Yu Zhiqiang, Zeng Jun, Liu Hui, Wang Tian, Yu Ziqi, Chen Jianyong
Department of Gastroenterology, Jiangxi Provincial People's Hospital, Nanchang, Jiangxi 330006, P.R. China.
Oncol Lett. 2019 Mar;17(3):3296-3304. doi: 10.3892/ol.2019.9962. Epub 2019 Jan 23.

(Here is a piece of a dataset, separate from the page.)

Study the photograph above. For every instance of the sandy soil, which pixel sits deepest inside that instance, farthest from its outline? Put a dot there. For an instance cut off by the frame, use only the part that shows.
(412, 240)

Gastric cancer (GC) is a common life-threatening cancer type worldwide, with an increasing prevalence and a high rate of mortality. Due to limitations in clinical treatment, surgery has become the most efficient strategy for the treatment of GC. It is urgent to identify novel biomarkers, which are useful for the diagnosis of GC and for improving the survival rate of patients with GC. HDACs are multi-functional proteins and are involved in regulating gene expression, cell proliferation and the epigenetic regulation. However, the precise role of HDACs in the progression of GC remains unknown. The present study demonstrated that HDAC1 is involved in the promotion of GC cell proliferation, possibly by upregulating the expression of the lncRNAs, BC01600 and AF116637, in the tissues of patients with GC. Abnormal expression profiles of lncRNAs were observed in the tissues of patients with GC. lncRNAs were analyzed in the GSE64951 and GSE19826 databases, and it was revealed that BC01600 and AF116637 were two typically upregulated lncRNAs. Furthermore, it was revealed that BC01600 and AF116637 are regulated by HDAC1, as evidenced by decreased expression of these two lncRNAs in HDAC1-knockout SC-M1 cell lines, and by reduced expression of HDAC1 in these two lncRNA-knockout SC-M1 cell lines. Silencing of HDAC1 decreased the proliferation and increased the apoptosis of SC-M1 cell lines, but had no effect on the migration of the SC-M1 cell lines. The present study provided evidence of the importance of HDAC1 in the progression of SC-M1, and the association between HDAC1 and the expression of lncRNAs. The results of the present study indicated that HDAC1 may be a promising target for the clinical treatment of GC.
胃癌(GC)是全球常见的危及生命的癌症类型,其患病率不断上升且死亡率很高。由于临床治疗存在局限性,手术已成为治疗GC最有效的策略。迫切需要鉴定新的生物标志物,这些标志物有助于GC的诊断并提高GC患者的生存率。组蛋白去乙酰化酶(HDACs)是多功能蛋白,参与调节基因表达、细胞增殖和表观遗传调控。然而,HDACs在GC进展中的确切作用仍不清楚。本研究表明,HDAC1可能通过上调GC患者组织中lncRNAs BC01600和AF116637的表达来促进GC细胞增殖。在GC患者组织中观察到lncRNAs的异常表达谱。在GSE64951和GSE19826数据库中分析lncRNAs,发现BC01600和AF116637是两种典型上调的lncRNAs。此外,发现BC01600和AF116637受HDAC1调控,这在HDAC1敲除的SC-M1细胞系中这两种lncRNAs的表达降低以及在这两种lncRNA敲除的SC-M1细胞系中HDAC1的表达降低得到证实。HDAC1的沉默降低了SC-M1细胞系的增殖并增加了其凋亡,但对SC-M1细胞系的迁移没有影响。本研究提供了HDAC1在SC-M1进展中的重要性以及HDAC1与lncRNAs表达之间关联的证据。本研究结果表明,HDAC1可能是GC临床治疗的一个有前景的靶点。